Traviata est indéniablement réaliste, comme Stiffelio et c'est, additionné à la dominante sexuelle de ces deux intrigues, ce qui a pu impressionner / choquer le public d'alors. Mais ce n'est pas du vérisme (on est 40 ans plus tôt de toute façon !), on ne décrit pas la misère des pauvres gens mais au contraire le destin individuel, sans trop s'attarder sur le contexte, de deux membres de la bonne société. Intrigue « bourgeoise » plutôt que peinture zolacienne des bas-fonds, même si le livret de Piave insiste finement sur la mince frontière qui sépare les succès de Violetta de l'abîme social.

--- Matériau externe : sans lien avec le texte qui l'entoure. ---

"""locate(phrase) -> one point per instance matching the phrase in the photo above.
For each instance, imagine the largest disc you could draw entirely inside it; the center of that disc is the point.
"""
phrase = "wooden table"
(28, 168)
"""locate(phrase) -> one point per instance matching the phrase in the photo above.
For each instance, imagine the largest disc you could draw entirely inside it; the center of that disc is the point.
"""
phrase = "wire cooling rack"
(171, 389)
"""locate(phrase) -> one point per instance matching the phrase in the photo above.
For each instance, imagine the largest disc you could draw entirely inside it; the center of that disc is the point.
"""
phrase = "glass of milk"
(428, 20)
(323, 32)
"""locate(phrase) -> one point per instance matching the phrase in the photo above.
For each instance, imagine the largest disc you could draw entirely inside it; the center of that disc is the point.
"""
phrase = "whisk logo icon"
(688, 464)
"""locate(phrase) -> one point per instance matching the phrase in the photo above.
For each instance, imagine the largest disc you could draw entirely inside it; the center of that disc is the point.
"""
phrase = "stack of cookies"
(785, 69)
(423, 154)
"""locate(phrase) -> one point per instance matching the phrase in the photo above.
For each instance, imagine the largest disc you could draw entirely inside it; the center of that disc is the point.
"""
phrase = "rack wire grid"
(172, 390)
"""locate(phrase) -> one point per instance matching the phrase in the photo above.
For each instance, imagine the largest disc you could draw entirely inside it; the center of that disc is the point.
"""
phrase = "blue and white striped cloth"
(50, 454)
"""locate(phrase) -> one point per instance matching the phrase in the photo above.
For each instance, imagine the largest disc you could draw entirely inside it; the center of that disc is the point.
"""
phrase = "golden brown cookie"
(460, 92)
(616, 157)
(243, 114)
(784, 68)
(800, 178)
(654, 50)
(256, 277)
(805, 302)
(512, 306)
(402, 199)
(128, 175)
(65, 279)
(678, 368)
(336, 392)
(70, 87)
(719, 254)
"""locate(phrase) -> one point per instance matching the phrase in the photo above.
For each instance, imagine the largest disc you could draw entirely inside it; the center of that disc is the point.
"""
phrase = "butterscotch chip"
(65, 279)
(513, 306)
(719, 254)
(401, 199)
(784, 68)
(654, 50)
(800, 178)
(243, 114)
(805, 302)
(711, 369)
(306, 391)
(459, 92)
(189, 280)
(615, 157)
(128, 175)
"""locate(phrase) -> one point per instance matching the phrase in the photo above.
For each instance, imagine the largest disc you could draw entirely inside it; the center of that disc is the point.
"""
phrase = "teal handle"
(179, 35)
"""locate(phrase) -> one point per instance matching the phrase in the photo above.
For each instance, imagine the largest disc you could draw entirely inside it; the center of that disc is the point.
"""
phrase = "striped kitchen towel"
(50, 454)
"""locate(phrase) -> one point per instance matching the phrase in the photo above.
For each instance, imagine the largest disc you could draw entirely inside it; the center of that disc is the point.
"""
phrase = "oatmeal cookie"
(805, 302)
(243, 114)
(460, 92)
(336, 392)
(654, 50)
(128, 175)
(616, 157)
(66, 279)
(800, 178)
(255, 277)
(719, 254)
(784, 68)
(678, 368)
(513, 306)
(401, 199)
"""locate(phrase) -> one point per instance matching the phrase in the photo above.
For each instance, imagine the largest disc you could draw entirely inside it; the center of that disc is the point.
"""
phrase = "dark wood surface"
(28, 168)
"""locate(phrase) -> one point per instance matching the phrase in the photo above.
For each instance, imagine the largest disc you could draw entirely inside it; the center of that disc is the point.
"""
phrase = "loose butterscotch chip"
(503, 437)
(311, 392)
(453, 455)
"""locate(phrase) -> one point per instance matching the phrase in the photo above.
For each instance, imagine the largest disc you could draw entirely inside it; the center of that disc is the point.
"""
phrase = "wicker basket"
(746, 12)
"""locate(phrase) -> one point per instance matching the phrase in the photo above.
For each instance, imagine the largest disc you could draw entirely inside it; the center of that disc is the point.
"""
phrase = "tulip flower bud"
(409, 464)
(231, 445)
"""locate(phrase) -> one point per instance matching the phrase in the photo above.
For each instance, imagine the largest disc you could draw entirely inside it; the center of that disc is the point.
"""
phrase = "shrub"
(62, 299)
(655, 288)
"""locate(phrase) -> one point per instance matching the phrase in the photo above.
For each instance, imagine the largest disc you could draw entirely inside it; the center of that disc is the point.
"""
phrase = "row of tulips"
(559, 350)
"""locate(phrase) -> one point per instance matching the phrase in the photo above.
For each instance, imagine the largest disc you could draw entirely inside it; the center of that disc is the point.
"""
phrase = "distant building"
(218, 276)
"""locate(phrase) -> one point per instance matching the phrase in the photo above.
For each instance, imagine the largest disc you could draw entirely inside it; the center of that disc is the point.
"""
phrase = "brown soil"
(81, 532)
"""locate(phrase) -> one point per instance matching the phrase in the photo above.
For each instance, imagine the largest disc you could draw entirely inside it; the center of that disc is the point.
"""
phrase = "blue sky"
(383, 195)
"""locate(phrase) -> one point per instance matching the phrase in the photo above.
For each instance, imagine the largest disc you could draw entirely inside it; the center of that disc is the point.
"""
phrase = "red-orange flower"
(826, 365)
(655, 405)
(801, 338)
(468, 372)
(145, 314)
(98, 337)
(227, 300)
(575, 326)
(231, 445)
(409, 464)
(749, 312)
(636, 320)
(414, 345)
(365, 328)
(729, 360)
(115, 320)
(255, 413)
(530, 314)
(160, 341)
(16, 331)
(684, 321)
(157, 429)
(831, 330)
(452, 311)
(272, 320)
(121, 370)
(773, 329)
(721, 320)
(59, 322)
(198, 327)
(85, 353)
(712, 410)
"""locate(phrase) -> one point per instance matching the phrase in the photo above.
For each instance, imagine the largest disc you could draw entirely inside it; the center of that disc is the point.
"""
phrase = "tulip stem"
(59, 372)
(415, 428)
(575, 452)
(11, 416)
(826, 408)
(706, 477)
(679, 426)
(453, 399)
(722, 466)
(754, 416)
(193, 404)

Carmen serait celui qui s'en rapproche le plus, effectivement. Mais son sujet de Mérimée (tiré d'un réalisme qui tient plutôt de « l'histoire tragique » que du projet d'étude sociologique du naturalisme / vérisme), son époque et même le traitement de son sujet diffèrent : le personnage idéalisé de Micaëla ancre bien tout cela dans le romantisme. Et ici encore, le sujet consiste davantage dans la passion ravageuse que dans la peinture réaliste de la société des classes inférieures : tout l'environnement bohémien tient plutôt de la couleur locale (à la façon orientaliste) que de la description concrète.